The Completely Useless Sports Guide #5
Judo
Judo is a “safe” combat sport in which the aim is to either throw your opponent to the ground with a high degree of skill, hold them down on the ground for a set period of time, or apply a technique which forces them to submit.
The sport consists of a one-on-one fight between two people wearing differently coloured pyjamas, and a man in a suit watching over them. Throws are scores on quality, holds are scored on time, and arm locks and strangles are rather painful. Unless a winning score is given during the contest, the winner of the contest is the one who has scored the highest-scoring technique, not the one with the most number of points. The fact that 3×5+1×3<1x7 AND 7+7=10 is not only a very confusing scoring system to the layman but also mathematically wrong. Should the contest still be a draw by the time the timekeeper has drunk her coffee, the contest, two corner judges help the referee decide who wins on who they hate the least.
There are a number of banned techniques, including throws that might end up snapping the opponent’s head off, hold which might end up snapping the opponent’s head off, and locks which might end up snapping the opponent’s head off.

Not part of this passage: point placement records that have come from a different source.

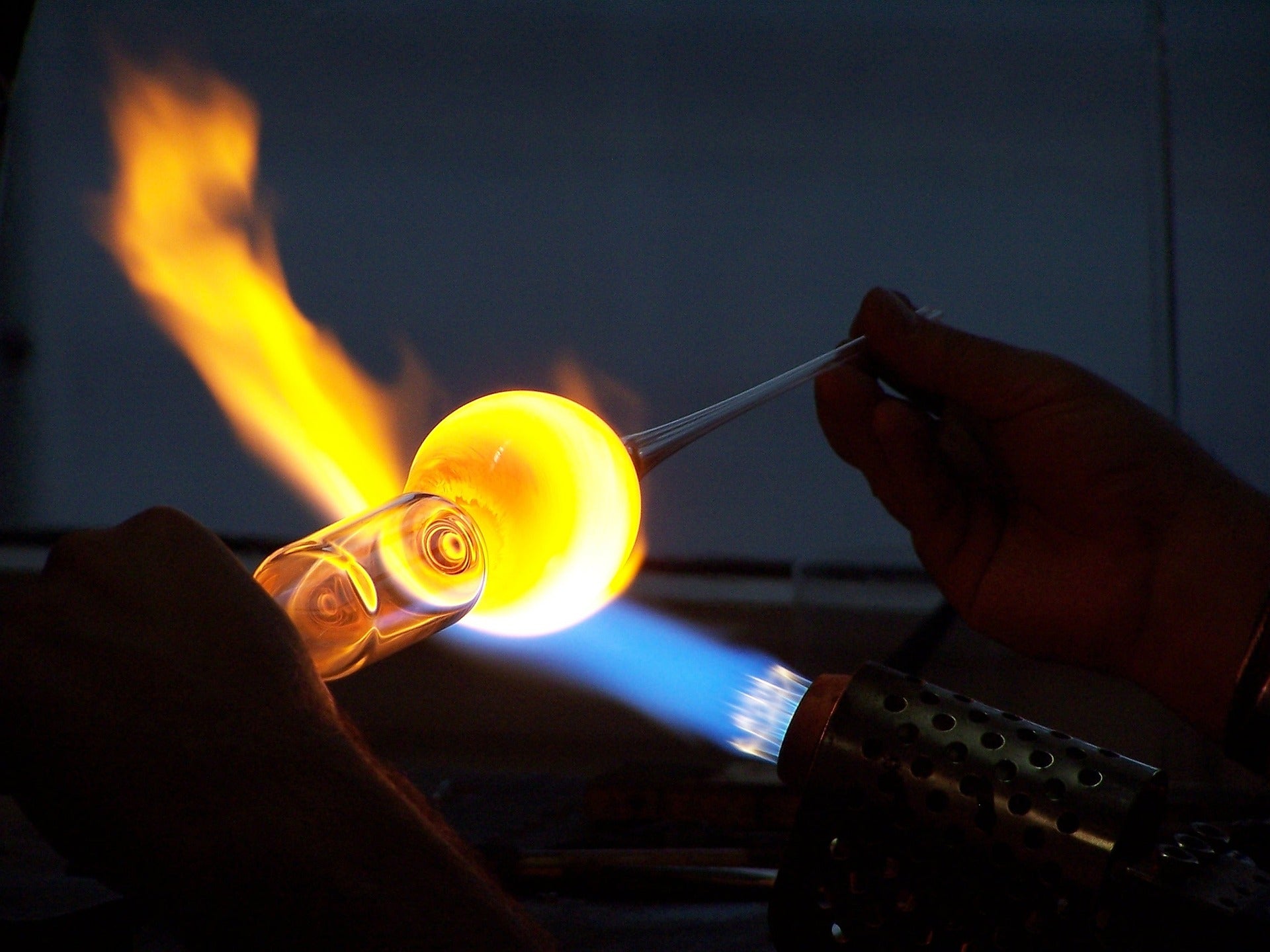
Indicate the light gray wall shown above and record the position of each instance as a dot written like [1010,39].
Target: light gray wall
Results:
[687,197]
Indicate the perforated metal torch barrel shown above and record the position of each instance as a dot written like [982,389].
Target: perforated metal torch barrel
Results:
[915,777]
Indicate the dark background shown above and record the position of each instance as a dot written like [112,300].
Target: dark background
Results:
[686,197]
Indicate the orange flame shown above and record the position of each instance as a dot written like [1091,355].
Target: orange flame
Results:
[546,480]
[185,225]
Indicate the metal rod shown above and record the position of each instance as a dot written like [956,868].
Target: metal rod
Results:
[653,446]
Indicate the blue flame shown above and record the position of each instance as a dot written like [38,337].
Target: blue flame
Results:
[672,672]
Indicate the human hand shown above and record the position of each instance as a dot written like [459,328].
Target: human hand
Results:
[1056,512]
[164,727]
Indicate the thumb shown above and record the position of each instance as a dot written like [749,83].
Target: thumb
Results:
[911,353]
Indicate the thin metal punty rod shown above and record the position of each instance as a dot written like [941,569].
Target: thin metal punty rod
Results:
[653,446]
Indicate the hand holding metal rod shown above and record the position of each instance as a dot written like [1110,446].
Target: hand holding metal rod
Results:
[651,447]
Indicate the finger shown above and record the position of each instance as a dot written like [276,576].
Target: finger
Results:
[925,494]
[991,379]
[845,403]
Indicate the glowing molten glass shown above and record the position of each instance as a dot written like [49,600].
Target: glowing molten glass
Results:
[375,583]
[538,477]
[556,499]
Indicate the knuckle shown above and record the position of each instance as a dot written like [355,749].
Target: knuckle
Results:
[73,551]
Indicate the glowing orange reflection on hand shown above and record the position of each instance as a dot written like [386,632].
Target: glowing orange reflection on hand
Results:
[556,499]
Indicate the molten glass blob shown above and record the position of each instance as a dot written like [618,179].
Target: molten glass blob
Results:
[375,583]
[556,499]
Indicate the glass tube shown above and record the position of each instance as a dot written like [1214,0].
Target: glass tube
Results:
[375,583]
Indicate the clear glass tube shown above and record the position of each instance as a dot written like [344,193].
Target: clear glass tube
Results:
[375,583]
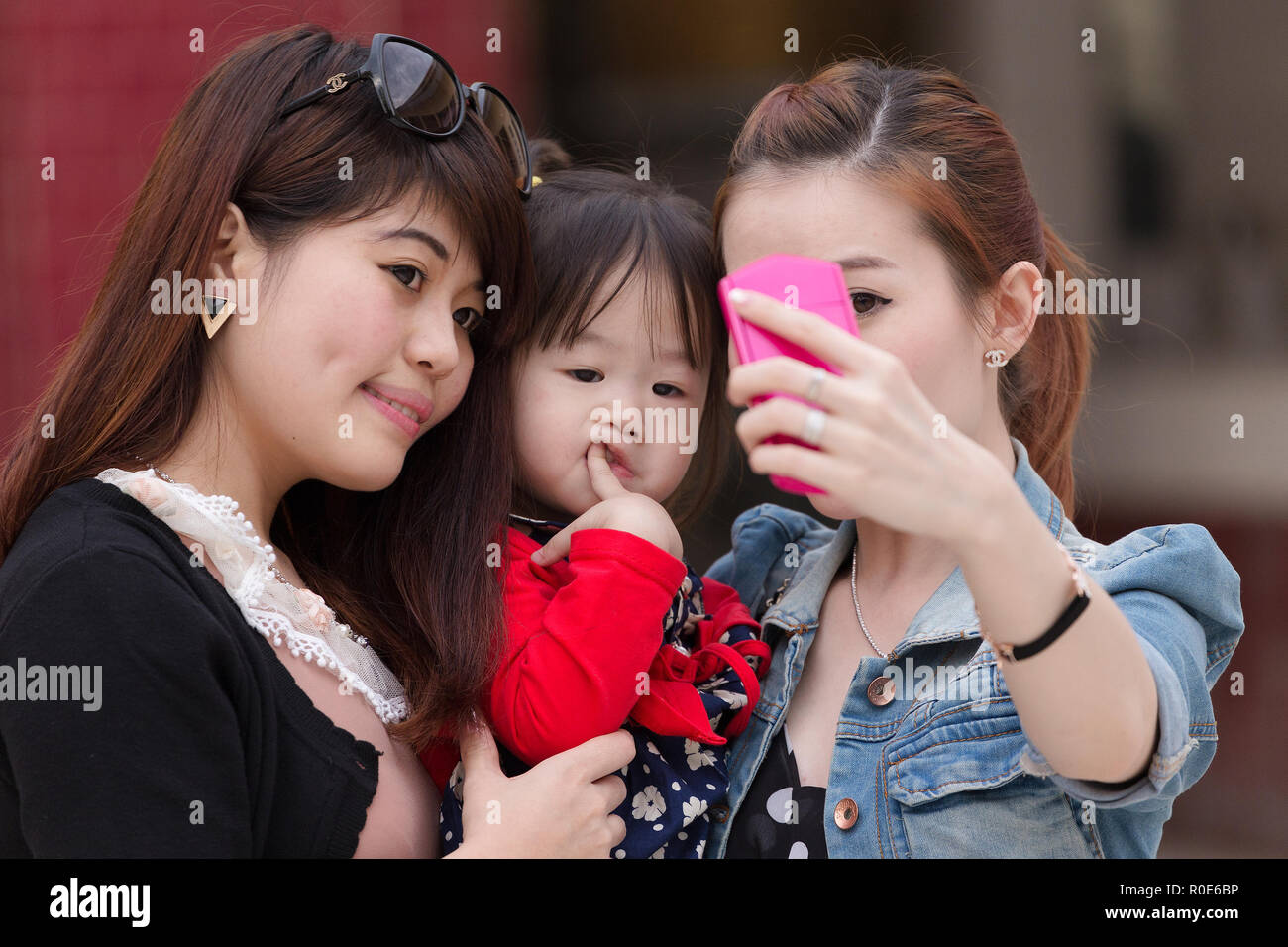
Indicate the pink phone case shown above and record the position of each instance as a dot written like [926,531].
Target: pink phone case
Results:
[803,282]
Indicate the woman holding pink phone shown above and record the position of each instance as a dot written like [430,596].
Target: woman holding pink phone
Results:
[956,671]
[256,697]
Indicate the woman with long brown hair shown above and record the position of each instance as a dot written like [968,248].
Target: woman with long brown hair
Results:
[344,398]
[956,671]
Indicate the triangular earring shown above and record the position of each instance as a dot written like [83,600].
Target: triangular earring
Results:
[214,312]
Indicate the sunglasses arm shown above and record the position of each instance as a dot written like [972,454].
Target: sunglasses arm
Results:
[340,80]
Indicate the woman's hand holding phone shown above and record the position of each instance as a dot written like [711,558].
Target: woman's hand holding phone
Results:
[617,509]
[885,451]
[800,282]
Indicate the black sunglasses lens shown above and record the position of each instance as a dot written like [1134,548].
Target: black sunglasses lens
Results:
[502,123]
[423,90]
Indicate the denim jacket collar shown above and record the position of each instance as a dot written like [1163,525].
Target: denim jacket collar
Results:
[948,615]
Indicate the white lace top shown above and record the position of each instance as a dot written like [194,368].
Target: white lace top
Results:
[299,618]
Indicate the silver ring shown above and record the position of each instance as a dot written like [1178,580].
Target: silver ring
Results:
[815,384]
[812,432]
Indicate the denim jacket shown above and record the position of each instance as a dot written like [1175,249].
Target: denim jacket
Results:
[948,771]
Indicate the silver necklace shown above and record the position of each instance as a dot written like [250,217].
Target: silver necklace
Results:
[349,633]
[854,594]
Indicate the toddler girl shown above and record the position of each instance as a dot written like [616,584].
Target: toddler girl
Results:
[609,626]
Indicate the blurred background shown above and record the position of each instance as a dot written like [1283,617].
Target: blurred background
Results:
[1128,150]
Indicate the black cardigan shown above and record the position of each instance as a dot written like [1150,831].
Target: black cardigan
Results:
[202,745]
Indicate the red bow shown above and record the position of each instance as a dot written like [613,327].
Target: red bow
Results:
[673,706]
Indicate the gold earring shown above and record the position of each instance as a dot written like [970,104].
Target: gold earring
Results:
[214,312]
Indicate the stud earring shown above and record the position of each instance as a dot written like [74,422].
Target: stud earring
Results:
[214,312]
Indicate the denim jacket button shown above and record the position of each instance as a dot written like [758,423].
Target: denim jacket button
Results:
[880,690]
[846,813]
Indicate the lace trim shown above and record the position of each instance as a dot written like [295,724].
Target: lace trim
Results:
[300,618]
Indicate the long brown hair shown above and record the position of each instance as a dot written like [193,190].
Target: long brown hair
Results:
[889,124]
[406,566]
[585,223]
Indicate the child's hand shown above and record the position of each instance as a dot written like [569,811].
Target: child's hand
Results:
[617,509]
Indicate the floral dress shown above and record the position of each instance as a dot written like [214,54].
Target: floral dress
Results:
[673,780]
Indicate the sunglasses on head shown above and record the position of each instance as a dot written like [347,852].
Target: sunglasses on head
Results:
[420,93]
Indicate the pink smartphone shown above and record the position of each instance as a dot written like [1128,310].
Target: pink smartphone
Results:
[803,282]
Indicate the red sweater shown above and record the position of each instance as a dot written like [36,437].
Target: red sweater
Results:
[581,637]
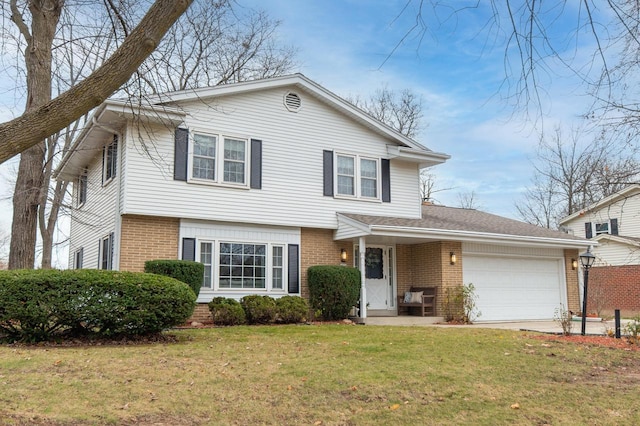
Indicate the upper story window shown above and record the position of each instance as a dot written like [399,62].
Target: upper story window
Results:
[82,188]
[593,229]
[219,159]
[110,160]
[357,176]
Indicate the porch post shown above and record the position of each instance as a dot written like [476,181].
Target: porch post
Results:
[362,250]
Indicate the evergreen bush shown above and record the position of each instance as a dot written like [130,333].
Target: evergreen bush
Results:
[333,290]
[39,305]
[186,271]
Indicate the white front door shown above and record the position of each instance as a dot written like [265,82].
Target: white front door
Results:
[376,278]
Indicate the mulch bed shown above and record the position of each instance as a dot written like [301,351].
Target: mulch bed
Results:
[623,343]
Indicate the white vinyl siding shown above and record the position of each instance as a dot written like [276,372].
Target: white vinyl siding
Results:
[96,218]
[292,166]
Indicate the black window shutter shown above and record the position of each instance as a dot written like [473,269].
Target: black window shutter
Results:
[110,251]
[588,232]
[189,249]
[614,226]
[99,253]
[385,169]
[256,164]
[293,269]
[180,154]
[327,172]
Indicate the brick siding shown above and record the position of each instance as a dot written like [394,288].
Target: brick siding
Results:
[147,238]
[317,247]
[614,287]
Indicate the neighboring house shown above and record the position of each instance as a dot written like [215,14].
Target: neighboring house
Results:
[614,225]
[262,179]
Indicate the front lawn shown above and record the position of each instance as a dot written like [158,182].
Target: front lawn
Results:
[323,375]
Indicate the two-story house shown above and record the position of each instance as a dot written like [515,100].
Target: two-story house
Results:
[613,224]
[262,179]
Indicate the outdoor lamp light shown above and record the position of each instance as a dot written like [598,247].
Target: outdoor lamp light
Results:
[586,260]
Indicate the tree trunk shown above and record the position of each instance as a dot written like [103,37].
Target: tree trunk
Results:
[26,197]
[38,123]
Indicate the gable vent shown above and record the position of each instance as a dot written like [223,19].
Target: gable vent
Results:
[292,101]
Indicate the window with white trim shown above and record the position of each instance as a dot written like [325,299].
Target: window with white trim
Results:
[357,176]
[219,159]
[110,161]
[230,265]
[82,188]
[105,256]
[78,258]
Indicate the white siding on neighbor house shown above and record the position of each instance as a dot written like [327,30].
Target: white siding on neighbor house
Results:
[224,232]
[614,253]
[627,211]
[97,217]
[292,166]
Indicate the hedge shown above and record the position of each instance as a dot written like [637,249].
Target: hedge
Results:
[38,305]
[187,271]
[333,290]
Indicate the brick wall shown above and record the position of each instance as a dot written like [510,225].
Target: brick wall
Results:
[146,238]
[614,287]
[317,247]
[429,264]
[571,275]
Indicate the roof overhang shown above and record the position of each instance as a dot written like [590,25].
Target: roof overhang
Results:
[108,119]
[349,228]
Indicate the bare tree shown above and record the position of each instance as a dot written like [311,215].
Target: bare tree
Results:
[400,110]
[572,173]
[468,200]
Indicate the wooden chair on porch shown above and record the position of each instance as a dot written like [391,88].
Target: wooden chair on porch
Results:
[419,299]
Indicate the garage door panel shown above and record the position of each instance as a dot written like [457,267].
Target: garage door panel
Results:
[514,288]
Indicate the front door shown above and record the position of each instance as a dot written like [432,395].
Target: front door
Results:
[376,263]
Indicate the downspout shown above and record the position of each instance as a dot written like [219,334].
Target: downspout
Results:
[362,249]
[119,176]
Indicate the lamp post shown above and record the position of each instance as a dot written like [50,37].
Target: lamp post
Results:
[586,260]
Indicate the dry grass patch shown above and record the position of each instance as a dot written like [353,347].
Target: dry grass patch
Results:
[326,374]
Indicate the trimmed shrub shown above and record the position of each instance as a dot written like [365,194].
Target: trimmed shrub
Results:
[37,305]
[190,273]
[259,309]
[226,311]
[291,309]
[333,290]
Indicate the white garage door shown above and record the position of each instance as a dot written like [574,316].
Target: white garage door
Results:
[515,288]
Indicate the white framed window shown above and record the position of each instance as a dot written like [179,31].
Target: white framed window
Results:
[105,255]
[78,258]
[110,161]
[219,159]
[277,267]
[231,265]
[601,228]
[357,177]
[82,188]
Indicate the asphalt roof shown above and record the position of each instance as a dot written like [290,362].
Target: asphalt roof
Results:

It is, however, perfectly legal to pick a person up and drive them shoulder-first into the mat provided you can remember the Japanese name of the technique, or the referee is your dad.
Competitions take place all over the place and involve segregation of participants by gender and weight. This is not only to prevent fat people sitting on me, but also to stop perverts groping female opponents during groundwork. Club competitions are usually round-robin where everyone wins a medal no matter how rubbish they do, but serious stuff involves double-elimination tournaments.